The Baron has for some weeks had on his table, Golden Lines; The Story of a Woman’s Courage, by FREDERICK WICKS. The Baron being, as he is bound to admit, almost human, was warned off the book by its title, which seems to suggest something in the tract line. The Publishers’ name (BLACKWOOD) is, however, an invariable stamp of good metal. So the Baron picked up the book, was attracted by the remarkably clever illustrations, and finally, beginning at the beginning, he read to the end. It is a novel, and one of the best published this season; and all the better for being in one stout handsomely-printed volume. The plot is constructed with rare skill, the writing is good, and the people all alive. If it is WICKS’s first work (and the Baron never heard of FREDERICK before) he should go on making candles of the same kind. Their illuminating power is rare.

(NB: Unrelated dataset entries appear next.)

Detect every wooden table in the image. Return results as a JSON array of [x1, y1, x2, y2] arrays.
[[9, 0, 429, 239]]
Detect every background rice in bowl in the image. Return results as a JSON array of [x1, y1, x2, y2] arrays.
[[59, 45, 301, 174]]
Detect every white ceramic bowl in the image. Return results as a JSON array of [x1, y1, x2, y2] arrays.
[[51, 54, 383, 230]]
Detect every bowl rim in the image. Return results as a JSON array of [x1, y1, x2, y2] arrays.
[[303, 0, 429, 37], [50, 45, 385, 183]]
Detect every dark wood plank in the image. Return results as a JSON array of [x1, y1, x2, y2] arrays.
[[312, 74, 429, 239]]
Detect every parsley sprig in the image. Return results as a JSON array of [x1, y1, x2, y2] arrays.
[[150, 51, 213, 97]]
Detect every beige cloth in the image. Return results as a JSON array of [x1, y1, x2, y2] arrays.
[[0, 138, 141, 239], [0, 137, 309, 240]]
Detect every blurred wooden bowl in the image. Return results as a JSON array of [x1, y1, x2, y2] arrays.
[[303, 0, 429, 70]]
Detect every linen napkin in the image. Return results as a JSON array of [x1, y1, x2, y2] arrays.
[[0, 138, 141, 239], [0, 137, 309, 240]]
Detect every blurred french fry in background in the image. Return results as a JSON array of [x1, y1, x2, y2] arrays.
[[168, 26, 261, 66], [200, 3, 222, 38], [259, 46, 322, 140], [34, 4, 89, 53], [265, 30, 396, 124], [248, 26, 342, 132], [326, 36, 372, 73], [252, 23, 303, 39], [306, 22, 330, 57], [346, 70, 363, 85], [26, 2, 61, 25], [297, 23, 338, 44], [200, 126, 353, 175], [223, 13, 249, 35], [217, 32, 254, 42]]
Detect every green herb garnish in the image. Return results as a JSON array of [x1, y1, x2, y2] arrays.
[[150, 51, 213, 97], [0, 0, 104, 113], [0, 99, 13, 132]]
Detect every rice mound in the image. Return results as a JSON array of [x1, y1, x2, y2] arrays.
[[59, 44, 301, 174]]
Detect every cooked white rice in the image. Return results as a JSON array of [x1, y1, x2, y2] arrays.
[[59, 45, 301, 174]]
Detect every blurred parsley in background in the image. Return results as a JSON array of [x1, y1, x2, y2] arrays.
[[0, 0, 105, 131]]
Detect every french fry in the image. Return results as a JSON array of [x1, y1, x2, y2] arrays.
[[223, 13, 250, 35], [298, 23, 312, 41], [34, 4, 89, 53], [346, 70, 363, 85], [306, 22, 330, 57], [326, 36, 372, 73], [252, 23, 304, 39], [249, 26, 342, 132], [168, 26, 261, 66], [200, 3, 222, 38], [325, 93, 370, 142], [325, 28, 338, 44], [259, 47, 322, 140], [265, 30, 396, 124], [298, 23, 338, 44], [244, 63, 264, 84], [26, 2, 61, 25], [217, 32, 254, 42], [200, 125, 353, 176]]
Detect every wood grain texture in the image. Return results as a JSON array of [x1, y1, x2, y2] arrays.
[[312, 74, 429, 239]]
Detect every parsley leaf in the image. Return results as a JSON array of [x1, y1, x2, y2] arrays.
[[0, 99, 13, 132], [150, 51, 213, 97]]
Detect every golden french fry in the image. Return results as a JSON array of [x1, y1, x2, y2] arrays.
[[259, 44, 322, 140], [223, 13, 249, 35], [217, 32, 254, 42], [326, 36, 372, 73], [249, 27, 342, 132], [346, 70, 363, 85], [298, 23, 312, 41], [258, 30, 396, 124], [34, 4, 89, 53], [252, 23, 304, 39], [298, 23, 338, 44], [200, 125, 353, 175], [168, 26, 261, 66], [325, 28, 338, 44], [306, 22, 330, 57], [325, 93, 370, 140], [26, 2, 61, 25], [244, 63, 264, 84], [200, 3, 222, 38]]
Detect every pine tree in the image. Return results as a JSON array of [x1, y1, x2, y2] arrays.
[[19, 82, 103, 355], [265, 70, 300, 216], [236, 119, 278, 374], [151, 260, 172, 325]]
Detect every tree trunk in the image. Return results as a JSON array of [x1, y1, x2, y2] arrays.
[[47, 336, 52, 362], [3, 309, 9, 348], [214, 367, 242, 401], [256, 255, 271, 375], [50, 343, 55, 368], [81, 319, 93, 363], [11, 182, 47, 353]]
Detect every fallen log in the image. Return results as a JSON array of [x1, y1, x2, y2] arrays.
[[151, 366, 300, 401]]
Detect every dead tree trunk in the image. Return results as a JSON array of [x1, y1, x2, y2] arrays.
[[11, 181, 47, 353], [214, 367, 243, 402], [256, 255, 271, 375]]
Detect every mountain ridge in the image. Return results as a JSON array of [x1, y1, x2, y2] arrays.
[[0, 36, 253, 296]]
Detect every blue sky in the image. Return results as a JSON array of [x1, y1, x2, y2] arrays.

“What shall we play at, and how shall we play it?” The satisfactory answer to these two questions, specially important at Christmas time, will be found in Professor HOFFMANN’s Encyclopaedia of Card and Table Games, published by ROUTLEDGE. Here you will learn the mysteries of “Go-Bang,” “Reverse,”—and after learning the latter, you, if Nature has blessed you with a tuneful voice, will be able to sing with GEORGE GROSSMITH (if he’ll let you), “See me Reverse.” The motto for the Professor’s book should have been the emphatic exclamation of the street Arab, “My heye! such games!”
This is the sixth year of Hazell’s Annual. Whatever information you require it will be difficult not to find in Hazell, clearly and not at all Hazelly expressed. A youthful friend whose pun, says the Baron, I hereby nail to the counter, on seeing this book on my desk, observed, “Yes, I’m nuts on HAZELL.” The Baron frowned, and the youth withered away, as ALICE did—not the one who went to Wonderland, but an elder ALICE, whom our old friend “BEN BOLT” remembers.
SAMPSON LOW, & CO. publish “Wild Life on a Tidal Water,” by P.H. EMERSON, who gives the adventures of a house-boat and her crew on Breydon Water in Norfolk; the photo-etchings are by EMERSON and GOODALL, “and therefore,” says the Baron, “All-good.”